Silent Spring Revolution by Douglas Brinkley
Silent Spring Revolution by Douglas Brinkley is a meticulously researched and deftly written chronicle of the rise of environmental activism during the Long Sixties (1960-1973). The book tells the story of an indomitable generation that saved the natural world under the leadership of John F. Kennedy, Lyndon Johnson, and Richard Nixon.
The book pays tribute to those who combated the mauling of the natural world during this period. It profiles with verve and insight, figures such as Rachel Carson, a marine biologist and author whose book “Silent Spring,” published in 1962, depicted how detrimental DDT was to living creatures. This exposé launched an ecological revolution that inspired landmark legislation like the Wilderness Act (1964), the Clean Air Acts (1963 and 1970), and the Endangered Species Acts (1966, 1969, and 1973).

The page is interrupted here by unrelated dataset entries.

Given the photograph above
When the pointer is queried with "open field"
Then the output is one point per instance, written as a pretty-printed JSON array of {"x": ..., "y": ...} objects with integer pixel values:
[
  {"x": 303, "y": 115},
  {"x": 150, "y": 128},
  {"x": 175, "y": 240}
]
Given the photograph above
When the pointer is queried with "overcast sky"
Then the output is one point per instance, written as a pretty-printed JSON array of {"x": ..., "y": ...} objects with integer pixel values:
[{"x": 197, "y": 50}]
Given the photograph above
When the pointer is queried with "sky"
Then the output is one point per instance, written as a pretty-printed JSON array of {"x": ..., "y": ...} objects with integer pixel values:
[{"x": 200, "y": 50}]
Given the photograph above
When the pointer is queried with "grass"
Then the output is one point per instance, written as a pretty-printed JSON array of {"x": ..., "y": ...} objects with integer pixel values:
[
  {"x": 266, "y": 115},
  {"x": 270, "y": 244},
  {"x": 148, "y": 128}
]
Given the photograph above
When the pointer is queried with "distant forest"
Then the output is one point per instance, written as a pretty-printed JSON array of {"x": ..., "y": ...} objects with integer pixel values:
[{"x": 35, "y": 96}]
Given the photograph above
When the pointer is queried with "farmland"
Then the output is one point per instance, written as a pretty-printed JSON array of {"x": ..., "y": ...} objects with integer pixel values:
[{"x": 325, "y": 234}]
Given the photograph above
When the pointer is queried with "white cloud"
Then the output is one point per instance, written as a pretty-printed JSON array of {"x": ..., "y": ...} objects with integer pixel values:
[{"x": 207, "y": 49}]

Brinkley’s work also highlights other crusaders like David Brower, director of the Sierra Club, Barry Commoner, an environmental justice advocate, Coretta Scott King, an antinuclear activist, Stewart Udall, the secretary of the interior, William O. Douglas, Supreme Court justice, and Cesar Chavez, a labor organizer.
The book provides an intimate detail of epic events such as the Donora (Pennsylvania) smog incident, JFK’s Limited Nuclear Test Ban Treaty, Great Lakes preservation, the Santa Barbara oil spill, and the first Earth Day. It serves as a stark warning about the agriculture industry and the widespread use of the pesticide DDT.
What I Liked
Everything. This book is a part of the most informative, useful history trilogies that I have ever read. It starts with Wilderness Warrior, continues to Our Rightful Heritage, and finishes with Silent Spring Revolution.
The biggest thing that I loved about this book is the sheer relevance. History is great, but a lot of times it can only provide a broad, high-level picture of why things are they way they are.
Not this book. Like Nixonland or White Flight or Public Citizens, this book gets into history about why we talk about specific political issues today in 2024.
I love how the book sets the context of the daily lived experience for Americans in the 1950s and 1960s. Then, like now, there were a million issues all going on all at once. And not everything caught the public’s attention all at once either. The book gets into how the environment fit into people’s existing notions of conservation and health, and how the biggest achievement of the era was helping people think in terms of how the world around us directly affects us as individuals.
I also love how the book gets into the actual mechanics of the politics of environmentalism, conservation, and growth. The vote trading, the coalition building, the tying to existing issues. etc.
The book was also yet another reminder that even though the United States has done a lot of environmental damage to our shared world, it is the United States that has led the way on every environmental issue in modern human history. That is the big theme of the entire trilogy. America led the way on using up natural resources, but we also invented the idea of National Parks, Wildlife Refuges, Forests, and Preserves that saved millions of species and land. We led the way on industrializing extraction and accelerating consumerism, but we also invented the idea of wise use, preservation at scale, and scaling up restoration at a national & international scale. We led the way on advanced chemicals, nuclear weapons, and reckless economic development, but we also invented the ideas of Wilderness, Ecology (go University of Georgia BTW), environmentalism as public health, preservation of endangered species, and global coordination of the protection of wildlife.
And that contradiction is difficult and not ideal, but also OK. We* just need to increase the speed of our corrections and leadership.
What I Did Not Like
Nothing! It’s long and dense, but fast-paced and engaging.